I think about the eyes of love often. It was something that my husband and I would speak about every now and then throughout our marriage. It’s that view we have of the person we are with. It’s formed over time and through experience and it shapes our perception and vision of the one we love. For my husband and me, time may have marched on all around us, but when we looked at each other what we saw was far more than a visual image. It went beyond physical presence, beyond countenance, into a deep intimacy borne through time and familiarity. Although we saw each other, we did so through a lens of shared love and experience. We saw the inner person, while most of the world at a glance would only see the casing.
I remember as a kid I had a friend, Eleanor, whose parents were much older. Eleanor had been unexpected, an only child, arriving when her parents were in their mid to late 40s. I remember being fascinated that anyone could have ever found her father attractive. He was round and wrinkled and balding. Yet Eleanor’s mother absolutely adored him. He was the air she breathed. I know now when Eleanor’s mother looked at her husband, she saw the young man she married, the father of her child and a lifetime of shared experiences. What confounded me as a teenager is now crystal clear.

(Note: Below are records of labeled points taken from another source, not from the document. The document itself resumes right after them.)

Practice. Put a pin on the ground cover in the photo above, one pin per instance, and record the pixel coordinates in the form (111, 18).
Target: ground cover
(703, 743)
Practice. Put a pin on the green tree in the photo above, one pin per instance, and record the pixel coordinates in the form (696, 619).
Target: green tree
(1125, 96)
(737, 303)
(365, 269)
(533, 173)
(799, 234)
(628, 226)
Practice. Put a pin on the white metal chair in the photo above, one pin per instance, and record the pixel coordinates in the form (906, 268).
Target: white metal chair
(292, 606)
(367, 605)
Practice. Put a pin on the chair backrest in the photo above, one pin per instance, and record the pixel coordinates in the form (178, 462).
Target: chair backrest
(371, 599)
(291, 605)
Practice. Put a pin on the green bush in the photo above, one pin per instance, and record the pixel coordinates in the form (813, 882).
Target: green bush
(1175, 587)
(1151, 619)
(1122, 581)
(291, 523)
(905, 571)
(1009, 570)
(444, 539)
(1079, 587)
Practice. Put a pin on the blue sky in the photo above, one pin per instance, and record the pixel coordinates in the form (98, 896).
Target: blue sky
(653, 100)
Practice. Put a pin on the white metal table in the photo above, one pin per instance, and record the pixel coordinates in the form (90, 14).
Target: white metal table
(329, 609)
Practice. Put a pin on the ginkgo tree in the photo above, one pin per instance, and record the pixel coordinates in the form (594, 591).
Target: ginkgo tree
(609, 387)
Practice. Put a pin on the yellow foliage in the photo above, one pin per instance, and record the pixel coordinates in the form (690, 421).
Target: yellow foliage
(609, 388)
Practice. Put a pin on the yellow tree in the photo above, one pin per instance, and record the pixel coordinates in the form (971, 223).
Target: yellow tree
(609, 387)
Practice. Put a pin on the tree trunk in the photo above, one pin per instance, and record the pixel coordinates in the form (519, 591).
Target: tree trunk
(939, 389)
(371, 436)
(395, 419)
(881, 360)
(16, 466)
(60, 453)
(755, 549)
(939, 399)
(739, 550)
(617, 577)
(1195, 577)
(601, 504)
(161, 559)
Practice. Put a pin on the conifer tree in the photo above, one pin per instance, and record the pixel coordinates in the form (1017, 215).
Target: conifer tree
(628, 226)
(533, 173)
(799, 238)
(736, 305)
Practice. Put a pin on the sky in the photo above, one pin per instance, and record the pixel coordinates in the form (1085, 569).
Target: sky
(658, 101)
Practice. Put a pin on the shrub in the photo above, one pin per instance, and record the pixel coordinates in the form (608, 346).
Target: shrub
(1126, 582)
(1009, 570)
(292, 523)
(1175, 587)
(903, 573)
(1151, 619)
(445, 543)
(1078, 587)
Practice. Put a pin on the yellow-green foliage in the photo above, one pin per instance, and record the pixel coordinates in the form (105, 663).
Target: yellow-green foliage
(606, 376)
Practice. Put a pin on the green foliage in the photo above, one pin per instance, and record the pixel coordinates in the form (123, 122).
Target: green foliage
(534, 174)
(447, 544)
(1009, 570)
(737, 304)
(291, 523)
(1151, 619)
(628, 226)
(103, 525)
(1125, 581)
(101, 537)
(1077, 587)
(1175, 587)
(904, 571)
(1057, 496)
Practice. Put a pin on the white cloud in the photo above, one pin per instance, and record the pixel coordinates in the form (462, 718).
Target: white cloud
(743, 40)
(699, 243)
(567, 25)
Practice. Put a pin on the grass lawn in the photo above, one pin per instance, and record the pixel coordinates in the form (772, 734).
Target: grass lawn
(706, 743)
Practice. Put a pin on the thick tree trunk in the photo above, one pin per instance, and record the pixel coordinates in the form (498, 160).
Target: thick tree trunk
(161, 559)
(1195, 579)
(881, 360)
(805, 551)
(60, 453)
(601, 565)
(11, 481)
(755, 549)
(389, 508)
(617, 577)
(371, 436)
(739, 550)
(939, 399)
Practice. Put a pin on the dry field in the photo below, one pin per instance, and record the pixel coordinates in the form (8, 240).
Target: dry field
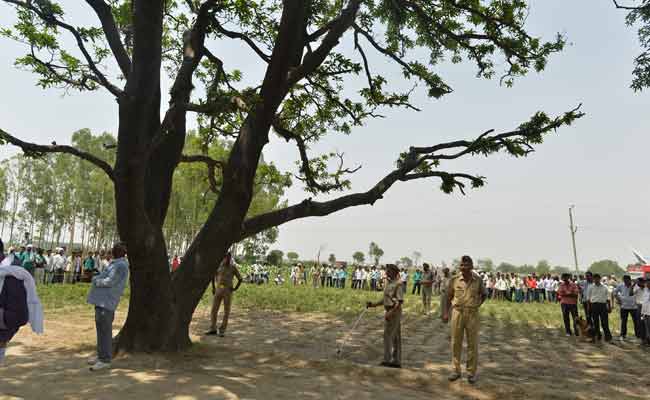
(276, 355)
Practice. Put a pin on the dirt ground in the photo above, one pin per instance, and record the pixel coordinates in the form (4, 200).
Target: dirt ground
(269, 355)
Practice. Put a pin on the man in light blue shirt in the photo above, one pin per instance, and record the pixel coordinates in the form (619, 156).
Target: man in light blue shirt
(105, 293)
(625, 297)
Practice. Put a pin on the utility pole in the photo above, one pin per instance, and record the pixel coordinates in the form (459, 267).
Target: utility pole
(573, 230)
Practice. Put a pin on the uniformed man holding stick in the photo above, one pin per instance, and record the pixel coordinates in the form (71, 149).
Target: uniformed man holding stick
(466, 293)
(223, 293)
(392, 302)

I was fortunate in my marriage that, despite a few rocky patches, we never lost the eyes of love. My husband was not a romantic by any means, but occasionally he could turn a remarkable phrase that would melt my heart. When he did, I knew it was because he was looking at me through the eyes of love. He had told me sometime after our first grandchild was born that I was his past, his present and his future. I realize that I shared this honour with family and friends, but I knew what he was trying to say: Because we met and were and continued to be, we had both a history and a future – as long as we looked at each other through the eyes of love.